Applying knowledge about feral horses on all horses – Lucy Rees
Horses, of course, evolved as prey animals, although their defence behaviour has hitherto not been studied. Observations on feral horses predated by puma and jaguar lead to a new, adaptive interpretation of their social relations based on the self-organising algorithm of coherence, synchrony and non-collision, the formula that allows safe massed flight. Their natural lives do not include competition, resource control or power relations and there are no dominance hierarchies or fixed leaders. Horses do not share our concept of authority but cooperate in collective defence.
Applying these principles in training, handling, riding and therapy opens the way to human-horse relations that horses naturally understand and the development of interactions and games that invite voluntary synchrony and cooperation.
An alternative perspective on equine-human interaction and equine welfare – Arieahn Matamonasa-Bennett
In 2013 the author, (an EAT practitioner and researcher) completed research which addressed the need for discourse and dialogue on ethics in the fields of animal-assisted therapy (AAT) in general and equine-assisted therapy (EAT) specifically. Utilizing animals as partners in a therapeutic process requires major cultural paradigm shifts regarding intelligence and emotion and consideration of the ethical implications for the care and agency of these animals. There is a paucity of literature and very little is known about the impact that therapy has on animals. The 2013 study suggests that this blind spot may be the result of the legacy of underlying, post-Christian, Western scientific beliefs about human-animal relation- ships. Practitioners in the field tend to fall into the broad categories of ‘utilitarians’ or ‘stewards’. The author, an EAT practitioner from Native American cultural healing tradition, offers suggestions on the ways in which Native American constructs about animals may provide valuable alternatives to commonly-held Western view- points creating opportunities for deeper, more authentic relationships, reciprocity and a greater understanding of horse-human relationships.
Equalia Actualization - Horse Consciousness, Human Evolution – Esta Bernstein
Do we really know what a horse wants? Have we been open mined enough to ask them? When a horse decides (or not) to become a participant in our lives and partner in our disciplines, how do we know they are up to the task? Just because a horse has displayed the traits of an ideal “therapy” horse” does not necessarily mean that they want to do that type of work.
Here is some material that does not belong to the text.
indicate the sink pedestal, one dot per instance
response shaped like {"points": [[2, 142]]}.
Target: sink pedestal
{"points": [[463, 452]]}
While some of them love what they do, maybe some of their past training has taught them not to fully express themselves for fear of human retaliation or punishment.
When taking the horse’s well-being into consideration, the responsibility falls on us, and unless we are fully present and aware of each of their individuals needs, and know how to recognize what those varying needs are, we can miss some great leaning opportunities, not only for ourselves but for our clients as well. Ensuring the well-being of the equines we love will bring out their best traits so that they willingly become more interested in any activities we present to them.
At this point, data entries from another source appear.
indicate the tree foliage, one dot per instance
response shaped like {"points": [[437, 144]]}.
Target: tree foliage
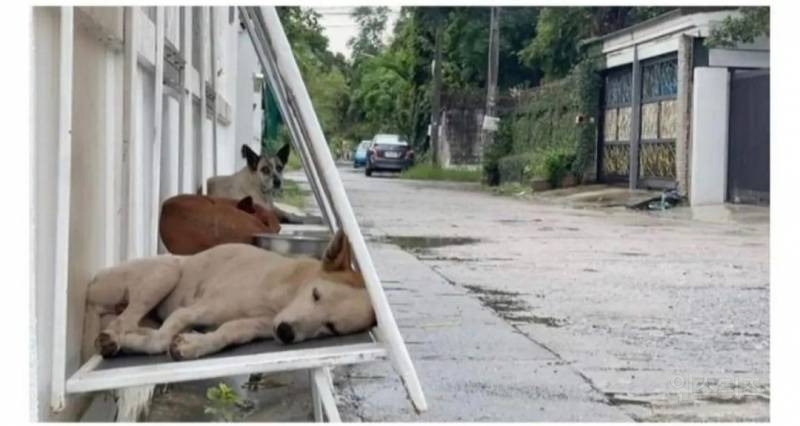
{"points": [[751, 23], [386, 86], [371, 25]]}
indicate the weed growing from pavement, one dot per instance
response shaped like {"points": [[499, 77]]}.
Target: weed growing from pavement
{"points": [[224, 404]]}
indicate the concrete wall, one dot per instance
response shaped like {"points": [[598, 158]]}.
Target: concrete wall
{"points": [[709, 136], [460, 136], [101, 179]]}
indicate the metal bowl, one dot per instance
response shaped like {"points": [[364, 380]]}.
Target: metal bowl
{"points": [[294, 244]]}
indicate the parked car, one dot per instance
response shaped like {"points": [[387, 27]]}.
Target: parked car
{"points": [[388, 153], [360, 155]]}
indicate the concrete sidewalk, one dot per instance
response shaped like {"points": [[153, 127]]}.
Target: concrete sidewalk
{"points": [[473, 365]]}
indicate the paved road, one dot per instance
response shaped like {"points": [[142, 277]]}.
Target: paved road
{"points": [[518, 311]]}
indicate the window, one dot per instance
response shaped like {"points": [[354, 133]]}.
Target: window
{"points": [[659, 118]]}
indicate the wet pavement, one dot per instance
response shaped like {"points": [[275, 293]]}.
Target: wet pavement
{"points": [[571, 309], [526, 310]]}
In this session we will present our Equalia Actualization Program outline and describe how to become more in tune with our horses needs, through proper nutrition, equine body language and expression, and finally journeying into their soul to discover their purpose (not ours) so that we can help them fulfill their destiny as our happy, healthy partners. We will also discuss the benefit of having rescued horses as some of the best EFT horse partners since they can more easily identify trauma in clients that they themselves have been through.